Vitess deployment comes at a cost:
1. You can't have single database view of all shards 2. No distributed ACID 3. No distributed JOINs
If I were to do it in PostgreSQL 14 natively without any other third party plugins, I can get help of Table Partitioning (say root server) + Tables on Foreign Servers (say leaf servers) through FDW. Parallel scans and JOINs are allowed. Also, PostgreSQL 15 (in beta now) will allow parallel commits to foreign server tables through FDW.

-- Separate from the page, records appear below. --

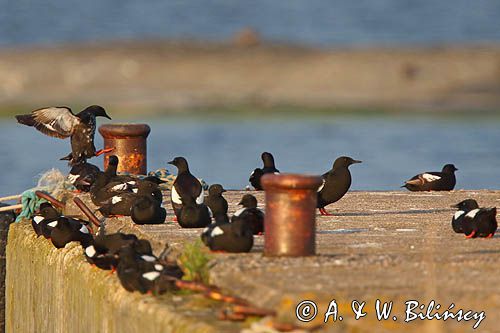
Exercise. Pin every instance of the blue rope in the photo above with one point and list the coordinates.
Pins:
(30, 204)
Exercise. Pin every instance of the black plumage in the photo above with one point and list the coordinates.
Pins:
(66, 230)
(185, 185)
(480, 222)
(250, 214)
(103, 252)
(433, 181)
(121, 204)
(147, 210)
(336, 183)
(215, 201)
(60, 122)
(232, 237)
(40, 222)
(192, 214)
(464, 207)
(83, 175)
(257, 174)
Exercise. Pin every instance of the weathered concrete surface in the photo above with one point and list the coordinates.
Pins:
(379, 245)
(50, 290)
(168, 75)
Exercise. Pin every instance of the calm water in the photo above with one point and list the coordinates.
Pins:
(319, 22)
(392, 150)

I wish you all the best in operating that at scale and providing a reliable general purpose PostgreSQL DBaaS (even if only internally) around it. :-) PostgreSQL is great, not going to argue otherwise -- every solution has tradeoffs and if the tradeoffs of one solution fit your usage best then go with it. If you need to scale out and manage a large cluster of PostgreSQL instances as if it was a single logical database then I'd recommend something that's in a similar space as Vitess and PlanetScale -- Citus and Citus on Azure respectively. At the hand waving level it's always easy to "do this, and that", but it's a whole other matter when you develop a general purpose production-grade product that anyone can use and operate at virtually infinite scale. :-)

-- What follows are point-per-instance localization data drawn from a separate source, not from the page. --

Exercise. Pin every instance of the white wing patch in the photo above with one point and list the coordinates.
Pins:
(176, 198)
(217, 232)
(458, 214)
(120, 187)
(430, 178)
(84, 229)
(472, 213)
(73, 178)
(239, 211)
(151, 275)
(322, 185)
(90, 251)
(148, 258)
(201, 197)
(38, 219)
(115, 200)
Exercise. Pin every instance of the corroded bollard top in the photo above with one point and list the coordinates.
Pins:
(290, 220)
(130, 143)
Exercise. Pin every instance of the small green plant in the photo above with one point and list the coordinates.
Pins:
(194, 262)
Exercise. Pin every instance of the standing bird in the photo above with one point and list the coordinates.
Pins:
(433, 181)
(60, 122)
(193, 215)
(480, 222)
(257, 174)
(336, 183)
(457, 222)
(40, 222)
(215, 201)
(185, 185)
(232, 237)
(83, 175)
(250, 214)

Look, I get it, you have to sell your product. Some folks want semi-infinitely scalable storage, and they don't understand that the only way to achieve it is turning their DB into a key-value store. As a side effect they would have to rewrite their whole application from scratch, but they would only realize it after they get vendor locked in.
You can advertise your solution as MySQL-compatible. And I can claim that it's dishonest.
OK. You're the only one talking to this straw man though. :-) Every Vitess user that I'm aware of has a pretty typical 2NF/3NF schema design. A small sampling of them being listed here: https://vitess.io
You setup your data distribution/partitioning/sharding scheme so that you have data locality for 99.9999+% of your queries -- meaning that the query executes against a data subset that lives on a single shard/node (e.g. sharding by customer_id) -- and you live with the performance hit and consistency tradeoffs for those very rare cases that cross shard queries cannot be avoided (Vitess does support this). You should do this even if the solution you're using claims to have distributed SQL with ACID and MVCC guarantees/properties. There's no magic that improves the speed of light and removes other resource constraints. In practice most people say they want perfect security/consistency/<name your desired property here> but then realize that the costs (perf, resources, $$, etc) are simply so high that it is not practical for their business/use case.
I know MySQL fairly well (I started working at MySQL, AB in 2003) and you can certainly claim that "MySQL-compatible" is dishonest but I would offer a counter claim that either you don't know this space very well or you're not operating in good faith here.